Tropical Storm Bob stirs up the terns - 29 Aug 09

There seems to be a major eastward flight of terns and other larids along the ocean side of Long Island today, presumably brought about by the heavy rains. Winds were moderate swinging around from the S to the E during the middle part of the day. I seawatched from Main Beach in East Hampton (Suffolk Co) late this morning. Visibility was limited to a few hundred yards but there was enough movement very close inshore (and overland) to keep it interesting.

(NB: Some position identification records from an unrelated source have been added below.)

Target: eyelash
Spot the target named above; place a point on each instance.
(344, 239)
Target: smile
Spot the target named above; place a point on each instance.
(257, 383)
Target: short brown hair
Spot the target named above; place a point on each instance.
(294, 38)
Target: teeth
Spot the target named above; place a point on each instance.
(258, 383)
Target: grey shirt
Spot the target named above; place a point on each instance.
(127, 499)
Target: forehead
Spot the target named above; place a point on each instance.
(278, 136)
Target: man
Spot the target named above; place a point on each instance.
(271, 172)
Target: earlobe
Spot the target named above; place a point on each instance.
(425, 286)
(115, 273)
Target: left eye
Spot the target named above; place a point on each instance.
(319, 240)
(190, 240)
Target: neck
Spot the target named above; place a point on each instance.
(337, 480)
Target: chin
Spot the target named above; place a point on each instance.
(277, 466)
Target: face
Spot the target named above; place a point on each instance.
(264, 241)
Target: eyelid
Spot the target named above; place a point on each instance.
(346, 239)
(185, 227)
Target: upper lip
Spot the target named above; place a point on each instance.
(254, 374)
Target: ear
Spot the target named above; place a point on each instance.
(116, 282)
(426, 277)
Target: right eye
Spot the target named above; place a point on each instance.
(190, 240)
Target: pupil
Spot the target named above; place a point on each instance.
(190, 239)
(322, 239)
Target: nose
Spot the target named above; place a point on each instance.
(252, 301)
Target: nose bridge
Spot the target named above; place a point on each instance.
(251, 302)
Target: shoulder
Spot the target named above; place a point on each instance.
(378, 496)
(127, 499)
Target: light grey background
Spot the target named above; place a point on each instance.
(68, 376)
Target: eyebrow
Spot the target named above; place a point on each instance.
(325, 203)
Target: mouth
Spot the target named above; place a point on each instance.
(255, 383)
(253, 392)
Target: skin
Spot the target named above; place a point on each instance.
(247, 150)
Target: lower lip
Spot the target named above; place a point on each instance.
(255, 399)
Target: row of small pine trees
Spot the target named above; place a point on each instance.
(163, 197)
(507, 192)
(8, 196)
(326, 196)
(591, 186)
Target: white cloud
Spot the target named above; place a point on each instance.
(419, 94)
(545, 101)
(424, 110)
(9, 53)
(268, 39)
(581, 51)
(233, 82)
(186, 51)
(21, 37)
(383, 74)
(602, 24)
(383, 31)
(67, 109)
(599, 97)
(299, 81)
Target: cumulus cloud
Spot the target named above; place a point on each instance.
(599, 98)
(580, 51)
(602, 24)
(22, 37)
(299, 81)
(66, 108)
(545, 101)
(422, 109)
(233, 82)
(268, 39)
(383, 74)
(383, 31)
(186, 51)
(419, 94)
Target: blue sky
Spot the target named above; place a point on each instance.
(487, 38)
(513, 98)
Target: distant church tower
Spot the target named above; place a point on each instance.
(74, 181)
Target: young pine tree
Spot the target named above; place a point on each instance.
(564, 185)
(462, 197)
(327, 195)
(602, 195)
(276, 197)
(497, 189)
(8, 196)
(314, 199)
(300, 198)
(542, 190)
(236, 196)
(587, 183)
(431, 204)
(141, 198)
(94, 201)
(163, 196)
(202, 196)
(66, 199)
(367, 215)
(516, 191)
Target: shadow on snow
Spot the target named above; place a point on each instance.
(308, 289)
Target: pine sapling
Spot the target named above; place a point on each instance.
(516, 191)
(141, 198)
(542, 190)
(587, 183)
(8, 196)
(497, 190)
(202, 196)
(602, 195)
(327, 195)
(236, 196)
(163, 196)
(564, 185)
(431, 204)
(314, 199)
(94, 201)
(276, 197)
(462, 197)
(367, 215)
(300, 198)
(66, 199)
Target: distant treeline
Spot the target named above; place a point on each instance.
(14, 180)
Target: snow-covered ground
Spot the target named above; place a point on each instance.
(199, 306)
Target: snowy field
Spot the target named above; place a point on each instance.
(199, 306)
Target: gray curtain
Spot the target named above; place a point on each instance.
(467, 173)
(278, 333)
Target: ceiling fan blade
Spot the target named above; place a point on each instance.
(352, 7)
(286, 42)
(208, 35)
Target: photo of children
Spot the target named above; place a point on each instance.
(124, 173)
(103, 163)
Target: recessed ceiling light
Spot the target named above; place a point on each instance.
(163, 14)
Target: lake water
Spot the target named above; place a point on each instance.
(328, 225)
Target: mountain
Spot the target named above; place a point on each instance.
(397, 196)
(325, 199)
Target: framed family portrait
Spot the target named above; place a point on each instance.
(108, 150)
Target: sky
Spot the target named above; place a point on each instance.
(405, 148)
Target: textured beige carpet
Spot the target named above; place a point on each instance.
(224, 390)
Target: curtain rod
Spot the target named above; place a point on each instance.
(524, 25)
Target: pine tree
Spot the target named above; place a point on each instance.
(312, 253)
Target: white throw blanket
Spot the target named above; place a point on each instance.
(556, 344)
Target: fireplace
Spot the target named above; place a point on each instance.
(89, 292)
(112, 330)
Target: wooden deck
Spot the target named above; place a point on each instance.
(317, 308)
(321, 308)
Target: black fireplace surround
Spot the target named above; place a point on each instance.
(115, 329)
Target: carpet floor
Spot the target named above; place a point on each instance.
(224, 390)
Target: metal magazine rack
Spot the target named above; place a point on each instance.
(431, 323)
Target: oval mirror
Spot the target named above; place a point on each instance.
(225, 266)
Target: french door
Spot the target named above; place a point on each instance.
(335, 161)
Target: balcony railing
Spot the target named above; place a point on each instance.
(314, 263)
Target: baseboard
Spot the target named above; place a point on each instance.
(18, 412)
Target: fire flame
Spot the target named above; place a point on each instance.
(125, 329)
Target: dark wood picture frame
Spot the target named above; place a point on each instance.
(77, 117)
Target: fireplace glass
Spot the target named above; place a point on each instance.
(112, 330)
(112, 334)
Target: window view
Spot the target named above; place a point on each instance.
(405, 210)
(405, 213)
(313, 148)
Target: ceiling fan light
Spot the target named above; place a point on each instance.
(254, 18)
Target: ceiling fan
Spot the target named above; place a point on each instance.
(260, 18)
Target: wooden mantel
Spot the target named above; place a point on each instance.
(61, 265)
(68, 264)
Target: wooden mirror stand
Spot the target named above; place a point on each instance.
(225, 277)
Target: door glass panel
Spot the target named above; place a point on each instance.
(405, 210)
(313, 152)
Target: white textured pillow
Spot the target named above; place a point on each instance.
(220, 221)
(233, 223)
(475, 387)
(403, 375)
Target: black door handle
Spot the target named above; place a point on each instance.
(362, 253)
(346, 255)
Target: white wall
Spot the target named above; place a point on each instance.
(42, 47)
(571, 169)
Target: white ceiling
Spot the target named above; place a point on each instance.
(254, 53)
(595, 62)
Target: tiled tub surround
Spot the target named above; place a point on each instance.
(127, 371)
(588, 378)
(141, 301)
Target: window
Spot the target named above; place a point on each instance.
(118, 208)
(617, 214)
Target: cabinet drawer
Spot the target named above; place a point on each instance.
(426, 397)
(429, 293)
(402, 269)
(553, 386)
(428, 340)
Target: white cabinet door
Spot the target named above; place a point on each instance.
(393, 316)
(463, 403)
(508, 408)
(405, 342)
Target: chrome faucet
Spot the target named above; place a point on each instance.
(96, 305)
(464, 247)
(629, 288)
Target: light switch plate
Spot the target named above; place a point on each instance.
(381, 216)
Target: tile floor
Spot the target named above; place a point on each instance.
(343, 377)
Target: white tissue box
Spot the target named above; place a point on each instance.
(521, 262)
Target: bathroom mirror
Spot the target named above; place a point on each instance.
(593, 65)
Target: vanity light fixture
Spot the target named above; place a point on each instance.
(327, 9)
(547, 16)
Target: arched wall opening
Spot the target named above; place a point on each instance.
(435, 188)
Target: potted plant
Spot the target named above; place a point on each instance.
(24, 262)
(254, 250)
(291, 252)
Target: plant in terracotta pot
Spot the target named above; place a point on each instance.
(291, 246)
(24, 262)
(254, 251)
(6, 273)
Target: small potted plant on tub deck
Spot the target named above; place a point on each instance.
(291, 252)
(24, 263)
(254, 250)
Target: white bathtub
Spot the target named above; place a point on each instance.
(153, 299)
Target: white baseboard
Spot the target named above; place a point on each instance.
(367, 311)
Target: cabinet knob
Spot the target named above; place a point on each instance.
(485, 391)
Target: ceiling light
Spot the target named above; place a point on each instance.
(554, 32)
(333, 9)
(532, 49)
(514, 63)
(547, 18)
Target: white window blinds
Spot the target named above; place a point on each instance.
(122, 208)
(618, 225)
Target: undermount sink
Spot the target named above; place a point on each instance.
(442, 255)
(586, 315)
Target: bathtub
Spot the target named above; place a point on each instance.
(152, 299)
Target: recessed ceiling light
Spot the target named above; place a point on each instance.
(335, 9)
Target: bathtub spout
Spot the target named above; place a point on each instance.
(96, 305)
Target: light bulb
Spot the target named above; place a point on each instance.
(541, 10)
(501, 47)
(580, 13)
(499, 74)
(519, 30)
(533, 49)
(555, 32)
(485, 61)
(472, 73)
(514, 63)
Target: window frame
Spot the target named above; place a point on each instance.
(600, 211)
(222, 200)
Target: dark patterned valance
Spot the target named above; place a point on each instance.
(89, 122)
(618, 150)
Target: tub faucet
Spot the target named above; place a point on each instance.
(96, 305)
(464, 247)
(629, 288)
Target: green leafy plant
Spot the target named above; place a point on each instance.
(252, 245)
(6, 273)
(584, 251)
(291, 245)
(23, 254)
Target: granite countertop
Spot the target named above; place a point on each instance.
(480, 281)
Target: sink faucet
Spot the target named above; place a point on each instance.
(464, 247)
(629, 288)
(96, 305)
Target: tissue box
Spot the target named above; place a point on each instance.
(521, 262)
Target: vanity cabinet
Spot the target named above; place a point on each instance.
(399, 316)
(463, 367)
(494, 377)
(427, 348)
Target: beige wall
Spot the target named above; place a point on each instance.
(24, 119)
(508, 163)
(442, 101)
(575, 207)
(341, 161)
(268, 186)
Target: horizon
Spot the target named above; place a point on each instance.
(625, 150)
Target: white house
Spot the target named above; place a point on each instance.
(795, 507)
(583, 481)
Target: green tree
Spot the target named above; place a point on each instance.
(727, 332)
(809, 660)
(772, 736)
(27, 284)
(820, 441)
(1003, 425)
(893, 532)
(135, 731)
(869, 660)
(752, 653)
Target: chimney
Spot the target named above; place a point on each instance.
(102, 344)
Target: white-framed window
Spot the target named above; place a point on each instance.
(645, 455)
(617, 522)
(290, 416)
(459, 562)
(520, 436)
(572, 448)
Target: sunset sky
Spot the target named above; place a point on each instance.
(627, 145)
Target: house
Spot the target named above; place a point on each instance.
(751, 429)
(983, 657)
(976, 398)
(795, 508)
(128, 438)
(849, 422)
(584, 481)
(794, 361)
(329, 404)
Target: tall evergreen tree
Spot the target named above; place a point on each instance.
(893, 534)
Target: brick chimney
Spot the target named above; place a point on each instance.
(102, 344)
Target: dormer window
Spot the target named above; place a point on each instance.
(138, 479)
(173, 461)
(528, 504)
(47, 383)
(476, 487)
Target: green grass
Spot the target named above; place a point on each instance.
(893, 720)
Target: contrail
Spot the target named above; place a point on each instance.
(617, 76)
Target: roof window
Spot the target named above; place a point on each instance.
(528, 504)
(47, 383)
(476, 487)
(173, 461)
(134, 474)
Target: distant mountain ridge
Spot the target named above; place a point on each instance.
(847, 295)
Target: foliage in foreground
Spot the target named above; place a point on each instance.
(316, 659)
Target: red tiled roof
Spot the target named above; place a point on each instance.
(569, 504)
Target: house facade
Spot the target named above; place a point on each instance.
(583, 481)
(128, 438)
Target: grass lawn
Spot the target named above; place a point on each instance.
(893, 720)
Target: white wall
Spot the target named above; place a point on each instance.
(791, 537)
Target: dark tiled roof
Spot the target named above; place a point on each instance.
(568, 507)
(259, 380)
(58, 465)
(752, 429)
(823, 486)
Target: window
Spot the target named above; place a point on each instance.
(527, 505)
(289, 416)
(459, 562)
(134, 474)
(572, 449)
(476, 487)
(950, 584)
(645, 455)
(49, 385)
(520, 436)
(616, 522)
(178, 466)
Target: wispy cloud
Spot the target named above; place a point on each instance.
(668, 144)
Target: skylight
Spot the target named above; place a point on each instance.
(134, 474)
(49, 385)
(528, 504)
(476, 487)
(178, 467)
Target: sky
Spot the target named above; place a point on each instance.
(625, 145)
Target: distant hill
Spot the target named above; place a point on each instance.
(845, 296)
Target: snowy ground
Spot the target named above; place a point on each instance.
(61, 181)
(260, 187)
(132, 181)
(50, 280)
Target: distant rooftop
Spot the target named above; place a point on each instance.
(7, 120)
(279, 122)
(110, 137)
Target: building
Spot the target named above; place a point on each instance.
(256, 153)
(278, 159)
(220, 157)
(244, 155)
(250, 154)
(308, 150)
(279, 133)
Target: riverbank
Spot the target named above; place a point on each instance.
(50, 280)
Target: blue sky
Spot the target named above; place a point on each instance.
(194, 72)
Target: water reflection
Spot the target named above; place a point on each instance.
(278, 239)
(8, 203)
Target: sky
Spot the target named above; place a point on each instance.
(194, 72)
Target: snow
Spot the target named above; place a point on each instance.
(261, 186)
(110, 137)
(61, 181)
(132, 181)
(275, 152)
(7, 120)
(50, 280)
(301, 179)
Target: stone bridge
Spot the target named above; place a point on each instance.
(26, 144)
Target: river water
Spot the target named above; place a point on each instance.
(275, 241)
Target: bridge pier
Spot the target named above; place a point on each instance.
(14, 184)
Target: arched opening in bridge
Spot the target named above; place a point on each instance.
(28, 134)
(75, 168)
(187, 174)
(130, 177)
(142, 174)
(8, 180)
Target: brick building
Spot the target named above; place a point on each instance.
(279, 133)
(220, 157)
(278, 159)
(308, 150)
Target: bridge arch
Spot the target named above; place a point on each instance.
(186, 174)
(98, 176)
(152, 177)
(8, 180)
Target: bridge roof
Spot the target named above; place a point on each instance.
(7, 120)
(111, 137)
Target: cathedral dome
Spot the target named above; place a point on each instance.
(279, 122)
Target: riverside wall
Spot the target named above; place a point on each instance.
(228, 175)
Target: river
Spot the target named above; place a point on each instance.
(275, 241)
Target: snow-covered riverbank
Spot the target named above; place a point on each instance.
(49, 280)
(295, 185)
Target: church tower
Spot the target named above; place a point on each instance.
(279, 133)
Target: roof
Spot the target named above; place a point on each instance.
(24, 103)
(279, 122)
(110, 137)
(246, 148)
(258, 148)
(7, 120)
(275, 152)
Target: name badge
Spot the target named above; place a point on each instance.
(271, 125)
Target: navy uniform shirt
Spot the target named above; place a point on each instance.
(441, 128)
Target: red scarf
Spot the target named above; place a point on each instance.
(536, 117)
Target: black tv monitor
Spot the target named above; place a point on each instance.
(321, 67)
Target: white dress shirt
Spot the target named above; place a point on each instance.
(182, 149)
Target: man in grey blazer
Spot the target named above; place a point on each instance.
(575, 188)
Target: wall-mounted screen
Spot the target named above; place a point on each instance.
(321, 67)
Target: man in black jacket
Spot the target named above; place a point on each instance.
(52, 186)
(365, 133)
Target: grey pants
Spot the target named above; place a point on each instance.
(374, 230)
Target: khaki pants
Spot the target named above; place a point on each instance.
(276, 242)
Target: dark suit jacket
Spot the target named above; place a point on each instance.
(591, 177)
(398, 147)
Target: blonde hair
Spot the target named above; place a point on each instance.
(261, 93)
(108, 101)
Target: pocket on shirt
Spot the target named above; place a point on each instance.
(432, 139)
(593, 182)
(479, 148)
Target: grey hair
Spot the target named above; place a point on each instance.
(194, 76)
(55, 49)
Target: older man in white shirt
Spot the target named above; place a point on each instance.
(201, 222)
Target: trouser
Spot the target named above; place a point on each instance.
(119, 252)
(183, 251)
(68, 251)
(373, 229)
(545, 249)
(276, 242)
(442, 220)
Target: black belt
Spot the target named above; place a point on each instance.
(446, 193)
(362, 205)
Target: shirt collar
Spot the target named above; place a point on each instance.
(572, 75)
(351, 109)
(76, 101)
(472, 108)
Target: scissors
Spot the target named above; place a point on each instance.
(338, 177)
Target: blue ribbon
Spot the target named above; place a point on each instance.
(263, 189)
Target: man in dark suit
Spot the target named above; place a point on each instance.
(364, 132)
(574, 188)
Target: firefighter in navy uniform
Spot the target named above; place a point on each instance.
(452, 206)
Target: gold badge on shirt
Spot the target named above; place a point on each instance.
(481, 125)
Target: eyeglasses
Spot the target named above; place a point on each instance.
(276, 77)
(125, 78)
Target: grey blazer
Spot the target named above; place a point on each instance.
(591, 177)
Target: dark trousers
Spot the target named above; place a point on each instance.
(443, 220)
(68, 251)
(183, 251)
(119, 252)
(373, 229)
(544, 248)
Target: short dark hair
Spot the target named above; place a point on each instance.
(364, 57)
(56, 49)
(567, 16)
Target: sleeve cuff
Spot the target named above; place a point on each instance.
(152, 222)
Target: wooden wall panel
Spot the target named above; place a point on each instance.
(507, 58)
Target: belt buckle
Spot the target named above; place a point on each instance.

A 1-hour tally (11:40-12:40) produced:

Wilson's Storm-petrel – 5
Laughing Gull – 6
Common Tern - 1,423
Forster's Tern – 19
Roseate Tern – 326
Least Tern – 265
Black Tern – 11

Andy Baldelli (via Hugh McGuinness) also watched from Main Beach earlier in the morning and I believe he logged 6 PARASITIC JAEGERS, numerous Wilson's Storm-Petrels and Black Terns - again all going east fairly close to shore.

In Napeague Bay I counted 200+ BLACK TERNS but there could easily be more as it was impossible to scope properly in the driving rain. There were also a few Roseate and Forster's Terns. This seems to be one of the best spots for Black Tern in the fall. An adult LESSER BLACK-BACKED GULL was on the Maidstone Golf Course and in only a few minutes of looking skyward, I noted several hundred terns flying out of Hook Pond and back onto the ocean. Like observers to the west, I am currently puzzled by the numbers of Roseate Terns (mix of adults and juvs) in this eastward movement as the bulk of the local population is already east of these watchpoints. Perhaps they had moved south offshore and are now spinning back up to avoid the worst of the weather?